Plugin System Overview
By design, tidylake only provides the core "orchestration of metadata" through context, manifest, and script files. Our objective is to provide a methodology for managing complex data platforms without becoming a bottleneck for your technology choices.
We intentionally leave infrastructure-specific functionality to the user. It is impossible to provide a "one-size-fits-all" solution for every combination of Spark, Snowflake, S3, or BigQuery. Instead, we provide the ports, and you (or our community) provide the adapters.
Architecture: Ports and Adapters
This design follows the Hexagonal Architecture (or Ports and Adapters) pattern. In this model:
- The Core: Your data product definitions and transformation logic remain agnostic of the underlying infrastructure.
- The Ports: Tidylake defines "ports"—interfaces for common tasks like reading data, writing data, or updating a catalog.
- The Adapters (Plugins): These are the specific implementations that connect your core to the outside world (e.g., a "Spark-S3 Adapter" or a "DuckDB-Local Adapter").
This approach respects the Open-Closed Principle: tidylake is open for extension (you can add any technology via plugins) but closed for modification (you never have to change the core tidylake engine to support a new database).
Currently Supported Plugins
Compute Engine
The compute engine plugin manages the end-to-end lifecycle of data serialization and storage. It handles:
- I/O Operations: Abstracting the complexity of reading/writing from object storage (S3/Azure/GCS) or OLAP databases.
- Catalog Automation: Automatically managing schema definitions in metastores (Hive, AWS Glue) for formats like Parquet, Delta Lake, or Apache Iceberg.
- Synthetic Data: Providing framework-specific adapters to generate test data directly into your dataframes for prototyping.
Data Quality Tracker (WIP)
A non-opinionated tracker designed to manage logs, alerts, and statistics generated during data profiling and validation. This plugin acts as the bridge between your execution pipeline and your governance/observability platforms.

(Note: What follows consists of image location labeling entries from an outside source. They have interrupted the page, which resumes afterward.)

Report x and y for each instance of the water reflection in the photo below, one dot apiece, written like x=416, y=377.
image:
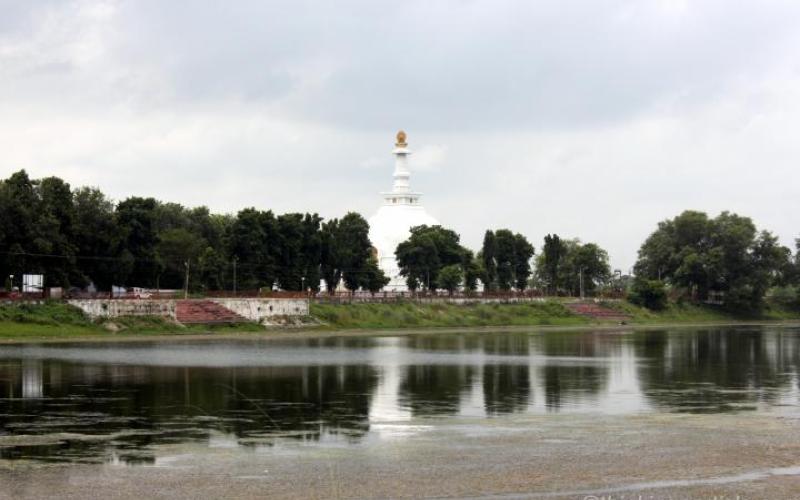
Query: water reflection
x=116, y=402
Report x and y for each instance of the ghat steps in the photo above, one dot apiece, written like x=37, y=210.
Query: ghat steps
x=204, y=312
x=596, y=311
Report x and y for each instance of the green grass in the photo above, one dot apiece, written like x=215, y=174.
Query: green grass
x=59, y=320
x=412, y=315
x=696, y=313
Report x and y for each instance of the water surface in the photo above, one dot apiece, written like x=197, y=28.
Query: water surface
x=117, y=402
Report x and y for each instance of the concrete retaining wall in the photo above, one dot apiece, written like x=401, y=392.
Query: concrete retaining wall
x=255, y=309
x=260, y=310
x=109, y=308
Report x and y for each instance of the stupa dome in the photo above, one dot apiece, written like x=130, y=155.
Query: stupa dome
x=401, y=210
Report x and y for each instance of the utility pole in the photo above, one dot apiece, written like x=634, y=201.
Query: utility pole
x=234, y=274
x=186, y=282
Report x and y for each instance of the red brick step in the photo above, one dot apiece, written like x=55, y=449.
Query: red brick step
x=596, y=311
x=197, y=311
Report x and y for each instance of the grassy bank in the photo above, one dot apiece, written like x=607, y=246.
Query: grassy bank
x=693, y=313
x=412, y=315
x=56, y=320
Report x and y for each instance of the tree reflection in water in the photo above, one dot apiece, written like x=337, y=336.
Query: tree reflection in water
x=335, y=389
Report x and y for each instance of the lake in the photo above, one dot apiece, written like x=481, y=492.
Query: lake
x=121, y=403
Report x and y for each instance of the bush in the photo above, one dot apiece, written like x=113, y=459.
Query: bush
x=651, y=294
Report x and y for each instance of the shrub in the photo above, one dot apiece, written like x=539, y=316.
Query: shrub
x=651, y=294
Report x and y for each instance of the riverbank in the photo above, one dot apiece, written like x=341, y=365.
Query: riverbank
x=57, y=321
x=516, y=456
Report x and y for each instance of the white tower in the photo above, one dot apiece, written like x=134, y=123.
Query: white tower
x=401, y=211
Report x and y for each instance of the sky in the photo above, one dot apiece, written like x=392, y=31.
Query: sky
x=592, y=119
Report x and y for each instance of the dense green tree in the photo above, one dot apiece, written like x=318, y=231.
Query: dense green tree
x=651, y=294
x=427, y=250
x=329, y=255
x=523, y=253
x=253, y=242
x=374, y=278
x=450, y=278
x=354, y=249
x=505, y=258
x=553, y=252
x=179, y=251
x=136, y=218
x=97, y=240
x=472, y=270
x=488, y=259
x=725, y=254
x=587, y=263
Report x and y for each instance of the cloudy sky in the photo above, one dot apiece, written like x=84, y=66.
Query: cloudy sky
x=592, y=119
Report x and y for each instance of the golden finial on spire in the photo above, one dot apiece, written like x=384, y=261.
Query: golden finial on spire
x=401, y=139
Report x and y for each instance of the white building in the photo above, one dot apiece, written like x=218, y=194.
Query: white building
x=401, y=211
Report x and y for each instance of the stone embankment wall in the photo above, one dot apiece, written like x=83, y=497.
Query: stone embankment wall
x=112, y=308
x=259, y=310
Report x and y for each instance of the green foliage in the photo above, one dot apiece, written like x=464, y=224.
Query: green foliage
x=426, y=252
x=564, y=263
x=488, y=258
x=346, y=255
x=450, y=278
x=374, y=278
x=787, y=296
x=506, y=260
x=651, y=294
x=75, y=237
x=550, y=262
x=726, y=254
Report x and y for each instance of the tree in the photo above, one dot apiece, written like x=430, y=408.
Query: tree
x=651, y=294
x=553, y=251
x=523, y=253
x=253, y=242
x=97, y=240
x=178, y=249
x=725, y=254
x=488, y=256
x=450, y=278
x=136, y=219
x=427, y=250
x=374, y=278
x=329, y=255
x=505, y=258
x=472, y=270
x=353, y=249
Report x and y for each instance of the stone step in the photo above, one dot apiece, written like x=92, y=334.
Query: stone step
x=596, y=311
x=193, y=311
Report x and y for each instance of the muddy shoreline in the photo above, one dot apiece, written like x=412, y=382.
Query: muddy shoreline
x=551, y=456
x=278, y=333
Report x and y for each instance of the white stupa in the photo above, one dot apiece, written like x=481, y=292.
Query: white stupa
x=401, y=211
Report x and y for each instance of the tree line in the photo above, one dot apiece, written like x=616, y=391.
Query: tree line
x=75, y=237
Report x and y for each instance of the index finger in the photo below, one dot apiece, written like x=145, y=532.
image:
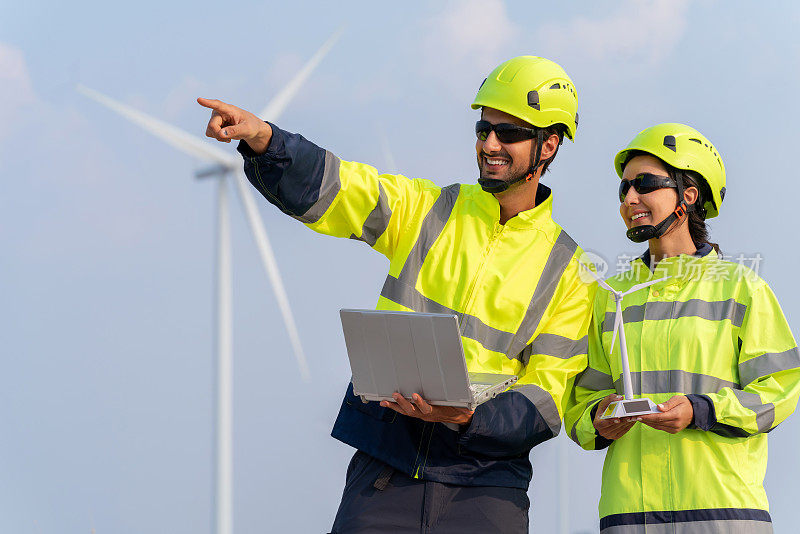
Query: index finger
x=211, y=103
x=657, y=417
x=422, y=404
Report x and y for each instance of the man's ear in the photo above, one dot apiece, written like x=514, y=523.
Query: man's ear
x=690, y=195
x=549, y=146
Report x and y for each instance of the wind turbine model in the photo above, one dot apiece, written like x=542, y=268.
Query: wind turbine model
x=224, y=164
x=629, y=406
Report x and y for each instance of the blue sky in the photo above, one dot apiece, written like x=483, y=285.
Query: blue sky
x=108, y=240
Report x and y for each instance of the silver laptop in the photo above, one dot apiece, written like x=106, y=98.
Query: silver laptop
x=414, y=353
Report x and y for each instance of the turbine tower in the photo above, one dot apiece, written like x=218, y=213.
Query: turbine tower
x=223, y=166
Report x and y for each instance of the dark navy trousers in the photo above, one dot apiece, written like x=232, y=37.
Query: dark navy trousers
x=379, y=500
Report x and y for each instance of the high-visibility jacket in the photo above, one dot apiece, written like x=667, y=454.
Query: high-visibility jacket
x=712, y=331
x=515, y=288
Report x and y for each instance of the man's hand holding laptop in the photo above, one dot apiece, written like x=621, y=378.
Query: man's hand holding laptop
x=420, y=409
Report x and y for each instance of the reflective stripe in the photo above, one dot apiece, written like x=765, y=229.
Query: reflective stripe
x=768, y=363
x=704, y=521
x=721, y=526
x=554, y=345
x=673, y=381
x=765, y=413
x=491, y=338
x=560, y=255
x=328, y=190
x=377, y=221
x=471, y=327
x=594, y=380
x=432, y=227
x=661, y=311
x=544, y=403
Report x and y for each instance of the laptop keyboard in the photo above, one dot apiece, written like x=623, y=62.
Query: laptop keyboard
x=476, y=389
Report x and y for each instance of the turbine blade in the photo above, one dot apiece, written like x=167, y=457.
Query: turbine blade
x=271, y=266
x=276, y=106
x=166, y=132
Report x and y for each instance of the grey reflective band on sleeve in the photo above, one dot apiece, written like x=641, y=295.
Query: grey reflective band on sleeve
x=674, y=381
x=432, y=227
x=554, y=345
x=544, y=403
x=377, y=221
x=471, y=327
x=594, y=380
x=768, y=363
x=765, y=413
x=560, y=255
x=328, y=189
x=662, y=311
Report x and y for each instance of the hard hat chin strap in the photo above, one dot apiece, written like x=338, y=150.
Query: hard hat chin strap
x=493, y=185
x=639, y=234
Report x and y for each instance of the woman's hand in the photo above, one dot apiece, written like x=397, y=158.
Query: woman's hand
x=676, y=414
x=611, y=428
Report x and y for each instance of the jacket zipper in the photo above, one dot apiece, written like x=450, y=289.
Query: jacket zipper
x=493, y=240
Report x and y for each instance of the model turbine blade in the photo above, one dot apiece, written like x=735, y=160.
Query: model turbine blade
x=617, y=325
x=176, y=137
x=600, y=281
x=637, y=287
x=276, y=106
x=271, y=266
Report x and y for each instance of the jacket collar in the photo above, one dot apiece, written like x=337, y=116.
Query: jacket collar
x=541, y=213
x=678, y=267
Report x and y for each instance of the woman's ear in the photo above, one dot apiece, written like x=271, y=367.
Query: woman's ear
x=690, y=195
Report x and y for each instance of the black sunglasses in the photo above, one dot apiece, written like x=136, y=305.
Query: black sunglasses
x=645, y=183
x=506, y=133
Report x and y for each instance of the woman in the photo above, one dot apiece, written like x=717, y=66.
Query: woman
x=709, y=344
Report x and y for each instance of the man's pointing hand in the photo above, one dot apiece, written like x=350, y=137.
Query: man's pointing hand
x=229, y=122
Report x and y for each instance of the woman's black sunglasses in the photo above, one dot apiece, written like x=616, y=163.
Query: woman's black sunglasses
x=645, y=183
x=506, y=133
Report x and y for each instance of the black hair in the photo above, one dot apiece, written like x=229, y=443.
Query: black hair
x=698, y=230
x=697, y=217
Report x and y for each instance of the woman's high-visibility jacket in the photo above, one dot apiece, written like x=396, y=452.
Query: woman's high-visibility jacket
x=522, y=306
x=712, y=331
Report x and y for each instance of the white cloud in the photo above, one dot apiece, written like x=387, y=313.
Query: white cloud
x=638, y=31
x=468, y=35
x=16, y=90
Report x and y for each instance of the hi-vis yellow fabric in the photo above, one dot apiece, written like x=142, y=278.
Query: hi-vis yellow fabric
x=714, y=329
x=449, y=253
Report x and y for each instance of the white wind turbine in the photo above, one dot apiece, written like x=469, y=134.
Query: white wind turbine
x=629, y=406
x=224, y=165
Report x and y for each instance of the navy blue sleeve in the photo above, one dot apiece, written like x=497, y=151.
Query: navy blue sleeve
x=704, y=417
x=508, y=425
x=289, y=174
x=599, y=441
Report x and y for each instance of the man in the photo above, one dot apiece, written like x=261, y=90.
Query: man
x=489, y=253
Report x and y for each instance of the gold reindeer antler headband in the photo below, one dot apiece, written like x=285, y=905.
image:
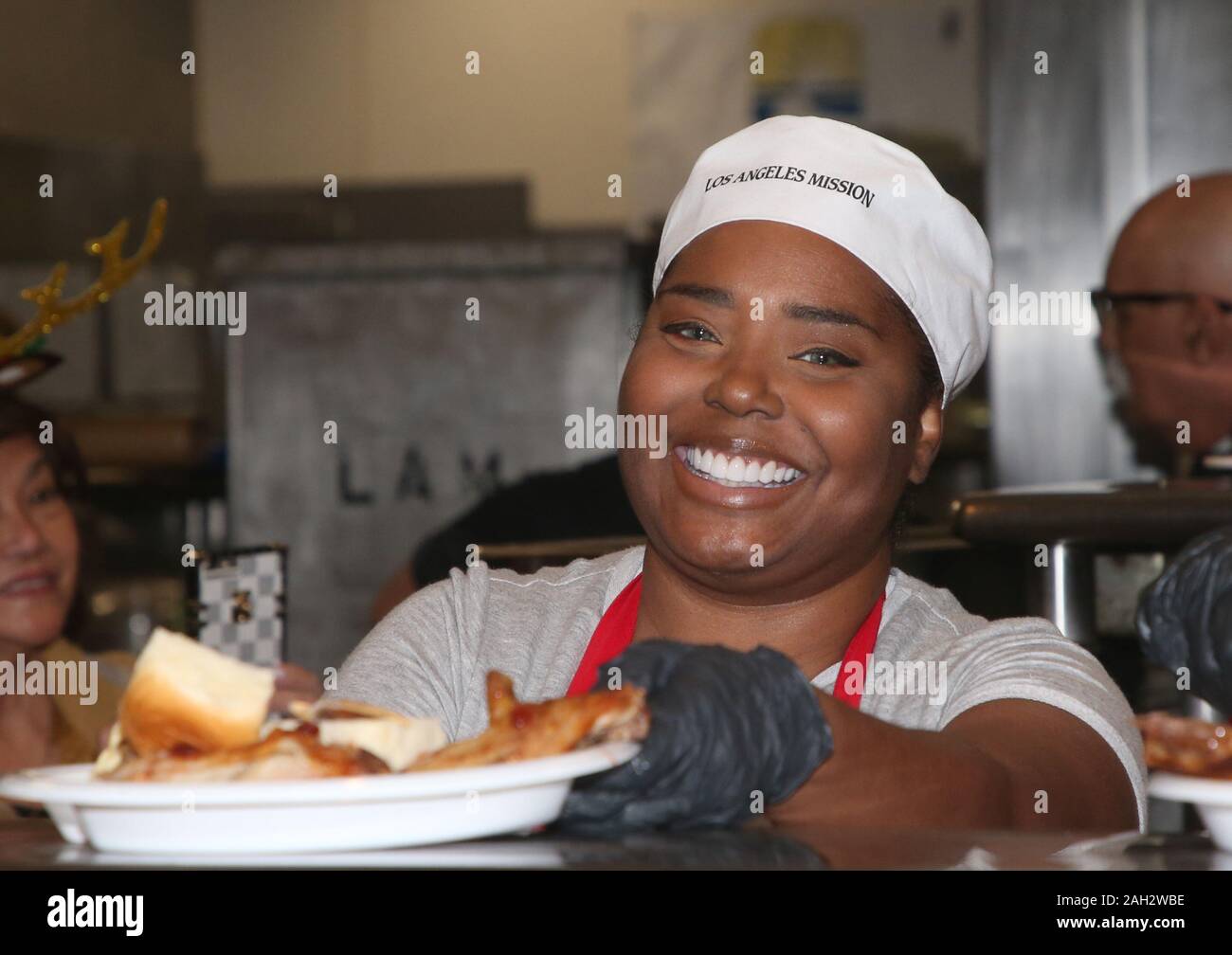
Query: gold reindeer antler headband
x=116, y=270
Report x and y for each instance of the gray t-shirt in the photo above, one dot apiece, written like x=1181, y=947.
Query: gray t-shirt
x=933, y=659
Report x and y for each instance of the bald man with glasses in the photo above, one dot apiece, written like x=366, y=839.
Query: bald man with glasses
x=1166, y=327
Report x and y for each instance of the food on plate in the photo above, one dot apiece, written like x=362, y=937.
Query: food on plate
x=397, y=740
x=283, y=754
x=529, y=730
x=1187, y=746
x=186, y=694
x=193, y=715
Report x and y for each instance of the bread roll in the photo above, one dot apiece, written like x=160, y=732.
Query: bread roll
x=185, y=694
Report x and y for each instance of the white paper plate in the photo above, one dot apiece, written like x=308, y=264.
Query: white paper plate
x=1211, y=798
x=319, y=815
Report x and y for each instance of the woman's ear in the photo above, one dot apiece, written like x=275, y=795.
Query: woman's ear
x=932, y=427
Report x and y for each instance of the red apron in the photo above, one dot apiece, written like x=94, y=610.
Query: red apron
x=615, y=632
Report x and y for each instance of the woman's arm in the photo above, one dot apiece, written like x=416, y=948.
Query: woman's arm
x=993, y=766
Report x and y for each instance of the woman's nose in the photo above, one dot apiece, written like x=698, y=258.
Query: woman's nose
x=743, y=386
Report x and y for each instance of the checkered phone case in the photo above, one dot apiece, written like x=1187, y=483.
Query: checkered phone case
x=239, y=598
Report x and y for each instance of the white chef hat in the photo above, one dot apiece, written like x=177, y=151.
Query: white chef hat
x=875, y=199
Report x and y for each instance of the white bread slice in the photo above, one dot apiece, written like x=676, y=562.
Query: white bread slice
x=395, y=740
x=185, y=693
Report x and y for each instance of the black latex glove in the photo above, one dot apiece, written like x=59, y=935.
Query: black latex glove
x=1186, y=616
x=723, y=725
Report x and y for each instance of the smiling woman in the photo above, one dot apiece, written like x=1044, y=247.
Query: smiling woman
x=41, y=477
x=802, y=349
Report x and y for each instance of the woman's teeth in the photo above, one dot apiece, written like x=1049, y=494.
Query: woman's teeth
x=737, y=472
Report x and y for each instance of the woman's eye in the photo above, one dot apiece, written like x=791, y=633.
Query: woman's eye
x=45, y=495
x=690, y=331
x=826, y=357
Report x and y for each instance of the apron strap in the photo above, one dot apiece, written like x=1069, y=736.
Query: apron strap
x=615, y=632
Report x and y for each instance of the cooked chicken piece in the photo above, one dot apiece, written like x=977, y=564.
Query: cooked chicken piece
x=283, y=754
x=529, y=730
x=1182, y=745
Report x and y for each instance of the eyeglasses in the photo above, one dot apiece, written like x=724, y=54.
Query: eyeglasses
x=1107, y=302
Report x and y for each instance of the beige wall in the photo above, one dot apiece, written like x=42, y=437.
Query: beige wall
x=374, y=91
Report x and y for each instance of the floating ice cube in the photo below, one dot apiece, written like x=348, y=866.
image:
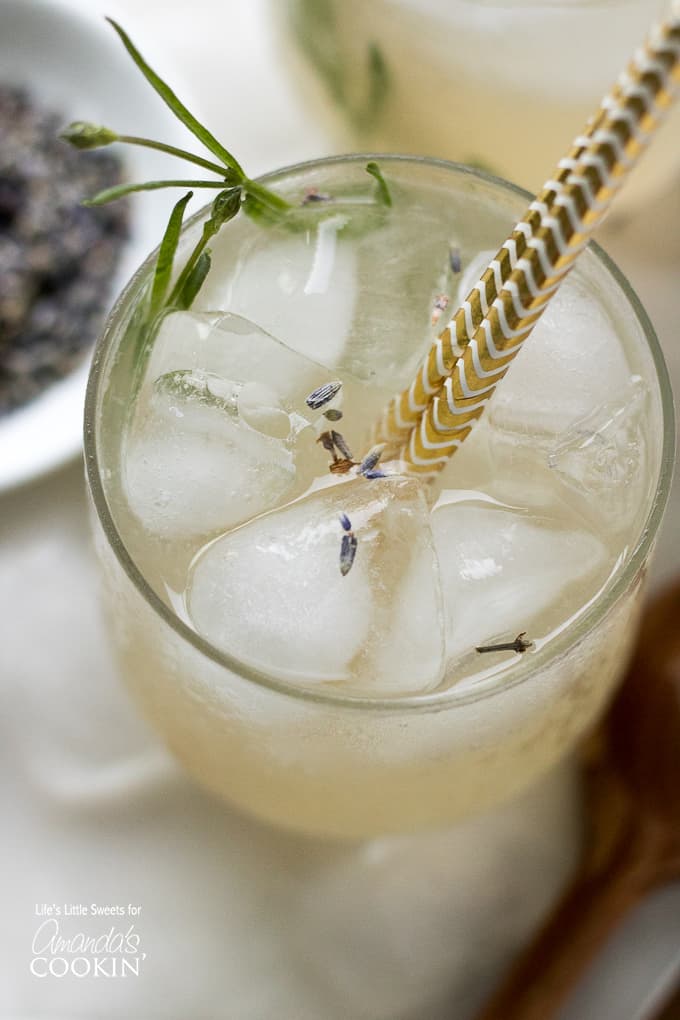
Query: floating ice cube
x=570, y=364
x=194, y=464
x=505, y=570
x=603, y=457
x=300, y=287
x=354, y=291
x=271, y=592
x=232, y=348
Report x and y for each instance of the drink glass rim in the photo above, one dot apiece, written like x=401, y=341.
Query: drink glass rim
x=526, y=667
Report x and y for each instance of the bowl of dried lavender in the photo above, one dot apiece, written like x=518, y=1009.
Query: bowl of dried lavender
x=61, y=263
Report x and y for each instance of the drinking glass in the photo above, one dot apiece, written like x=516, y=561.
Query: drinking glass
x=341, y=764
x=498, y=84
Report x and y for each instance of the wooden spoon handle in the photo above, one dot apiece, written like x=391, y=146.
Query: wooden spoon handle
x=593, y=904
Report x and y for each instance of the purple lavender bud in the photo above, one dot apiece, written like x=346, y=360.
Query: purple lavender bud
x=322, y=395
x=348, y=552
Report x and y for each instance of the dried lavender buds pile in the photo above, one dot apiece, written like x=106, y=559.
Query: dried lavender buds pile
x=56, y=257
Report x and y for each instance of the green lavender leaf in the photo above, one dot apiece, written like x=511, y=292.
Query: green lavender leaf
x=194, y=281
x=111, y=194
x=83, y=135
x=166, y=253
x=175, y=105
x=382, y=191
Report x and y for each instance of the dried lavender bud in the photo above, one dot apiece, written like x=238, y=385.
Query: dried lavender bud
x=371, y=459
x=519, y=645
x=323, y=395
x=348, y=552
x=326, y=442
x=314, y=195
x=56, y=258
x=346, y=522
x=341, y=445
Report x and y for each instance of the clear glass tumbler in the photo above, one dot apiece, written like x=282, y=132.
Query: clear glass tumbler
x=343, y=765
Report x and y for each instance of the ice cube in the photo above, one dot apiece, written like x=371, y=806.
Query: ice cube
x=505, y=570
x=271, y=592
x=233, y=348
x=194, y=464
x=570, y=364
x=300, y=287
x=603, y=457
x=354, y=292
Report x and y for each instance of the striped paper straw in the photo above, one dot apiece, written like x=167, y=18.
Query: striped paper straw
x=467, y=360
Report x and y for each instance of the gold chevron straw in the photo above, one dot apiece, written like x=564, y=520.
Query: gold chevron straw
x=470, y=356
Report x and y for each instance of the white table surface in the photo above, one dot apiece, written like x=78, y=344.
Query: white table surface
x=237, y=920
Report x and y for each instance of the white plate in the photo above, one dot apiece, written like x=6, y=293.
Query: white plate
x=72, y=62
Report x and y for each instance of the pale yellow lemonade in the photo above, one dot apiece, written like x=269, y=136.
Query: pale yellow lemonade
x=353, y=702
x=500, y=84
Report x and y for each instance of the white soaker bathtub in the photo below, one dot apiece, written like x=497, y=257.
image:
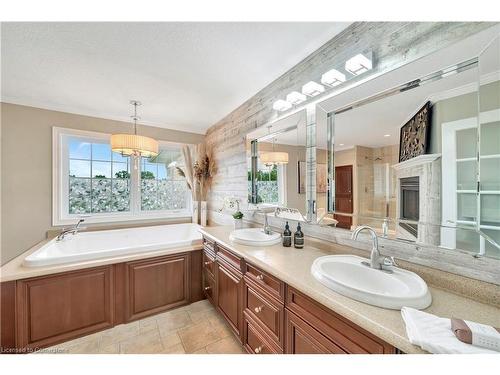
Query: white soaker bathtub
x=101, y=244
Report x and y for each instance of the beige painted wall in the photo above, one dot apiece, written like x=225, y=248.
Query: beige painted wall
x=26, y=166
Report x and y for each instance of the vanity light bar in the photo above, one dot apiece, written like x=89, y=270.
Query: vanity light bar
x=281, y=105
x=312, y=88
x=332, y=78
x=358, y=64
x=295, y=98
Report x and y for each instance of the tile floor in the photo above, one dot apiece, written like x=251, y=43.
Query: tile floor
x=196, y=328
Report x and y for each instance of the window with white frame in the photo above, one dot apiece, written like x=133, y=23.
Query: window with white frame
x=92, y=181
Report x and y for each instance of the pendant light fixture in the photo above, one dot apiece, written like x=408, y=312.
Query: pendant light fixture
x=133, y=144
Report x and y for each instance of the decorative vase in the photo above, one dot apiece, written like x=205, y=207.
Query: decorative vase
x=203, y=214
x=238, y=223
x=195, y=213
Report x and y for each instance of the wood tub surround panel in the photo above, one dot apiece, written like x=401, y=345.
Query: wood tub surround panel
x=43, y=311
x=156, y=285
x=55, y=308
x=7, y=316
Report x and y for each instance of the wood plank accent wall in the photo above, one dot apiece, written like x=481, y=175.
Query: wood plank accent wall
x=393, y=44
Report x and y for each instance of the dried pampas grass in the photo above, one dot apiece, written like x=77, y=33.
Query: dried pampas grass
x=205, y=169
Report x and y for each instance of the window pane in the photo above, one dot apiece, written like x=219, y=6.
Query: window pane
x=79, y=195
x=162, y=188
x=162, y=171
x=149, y=196
x=120, y=195
x=101, y=195
x=120, y=170
x=79, y=168
x=119, y=158
x=179, y=194
x=101, y=151
x=79, y=149
x=101, y=169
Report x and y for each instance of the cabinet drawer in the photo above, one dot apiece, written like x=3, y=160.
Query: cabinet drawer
x=228, y=257
x=301, y=338
x=343, y=333
x=255, y=341
x=209, y=263
x=269, y=283
x=266, y=312
x=209, y=286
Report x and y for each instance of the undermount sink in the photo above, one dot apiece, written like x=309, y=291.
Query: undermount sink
x=347, y=275
x=254, y=237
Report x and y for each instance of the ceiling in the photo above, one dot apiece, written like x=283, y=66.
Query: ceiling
x=188, y=75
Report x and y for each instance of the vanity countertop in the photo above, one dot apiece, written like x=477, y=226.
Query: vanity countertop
x=293, y=267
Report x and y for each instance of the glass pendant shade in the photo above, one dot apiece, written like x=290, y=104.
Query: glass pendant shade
x=274, y=157
x=132, y=144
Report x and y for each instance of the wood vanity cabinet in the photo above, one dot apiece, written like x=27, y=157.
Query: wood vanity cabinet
x=311, y=323
x=229, y=287
x=272, y=317
x=155, y=285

How the Plugin System Works
Tidylake defines plugins as abstract classes. To use them, you—or a community-provided package—simply implement the required methods. These implementations can reside in external dependencies, or directly within your project as .py files or local modules.
To activate a plugin, reference it in your context file. Tidylake will dynamically load the module and inject it into your data product lifecycle.
Because the context file is flexible, you can also include arbitrary properties required by your specific implementation (such as API keys, environment flags, or storage paths).